Dates for Q&A-sessions
We offer assistance with the exam preparation in both calculus and linear algebra at all three campi. The concept consists of two parts. First, a teacher will solve a number of exercises on the blackboard. Afterwards, there will a Q&A-session, where it is possible to ask questions within the syllabus and receive help in solving concrete exercises. During this session, it is also possible solve exercises on your own, and then ask for hints if you get stuck. The session takes as its starting point the old exam questions, which may be found here at first.math.aau.dk. We recommend that you solve as many as you can beforehand, such that you know where you come short. Note that the teaching assistants will not visit you in your group rooms. Instead, everyone will be solving exercises individually or in small groups in the rooms specified below.
We urge you to participate from the beginning in order not to disturb during the first part of the session.
Aalborg
Four teaching assistants will be available to help you while you prepare for the exam. They are present in AUD 6 and 7 on Tuesday the 12th of June at 13:00-16:00 and Wednesday the 13th of June at 12:00-17:00.

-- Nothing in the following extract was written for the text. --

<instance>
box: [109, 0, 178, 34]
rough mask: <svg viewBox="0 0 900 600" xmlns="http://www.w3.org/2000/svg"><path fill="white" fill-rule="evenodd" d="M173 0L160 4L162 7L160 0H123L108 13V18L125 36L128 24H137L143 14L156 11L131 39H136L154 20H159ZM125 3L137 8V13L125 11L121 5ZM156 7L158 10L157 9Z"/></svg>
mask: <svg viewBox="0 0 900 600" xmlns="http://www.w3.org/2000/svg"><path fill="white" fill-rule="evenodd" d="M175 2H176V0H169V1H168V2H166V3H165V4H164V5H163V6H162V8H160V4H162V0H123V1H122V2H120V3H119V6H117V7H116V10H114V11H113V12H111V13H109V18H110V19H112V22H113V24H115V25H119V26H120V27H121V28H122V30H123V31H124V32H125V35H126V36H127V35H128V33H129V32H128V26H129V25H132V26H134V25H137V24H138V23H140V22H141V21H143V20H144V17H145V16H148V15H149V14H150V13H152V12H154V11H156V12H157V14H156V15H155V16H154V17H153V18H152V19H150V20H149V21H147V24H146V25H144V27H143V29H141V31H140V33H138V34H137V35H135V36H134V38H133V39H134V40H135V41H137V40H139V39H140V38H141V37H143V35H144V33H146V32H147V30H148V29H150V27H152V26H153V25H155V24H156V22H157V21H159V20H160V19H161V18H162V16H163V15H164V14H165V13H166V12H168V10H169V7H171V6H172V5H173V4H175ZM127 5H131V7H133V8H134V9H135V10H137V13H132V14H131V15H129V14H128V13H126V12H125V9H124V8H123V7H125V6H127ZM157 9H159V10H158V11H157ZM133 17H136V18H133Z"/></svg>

Before the re-exam there will be a Q&A-session on Tuesday the 22nd of August and Wednesday the 23rd of August. This takes place in AUD 2 at 9:00–12:00.
Esbjerg
There are Q&A-sessions Wednesday the 13th of June and Thursday the 14th of June, both days at 9:00-10:30. This takes place in C1.119.
Before the re-exam there will be a Q&A-session on Tuesday the 22nd of August at 10:00–12:00. This takes place in C.1.119.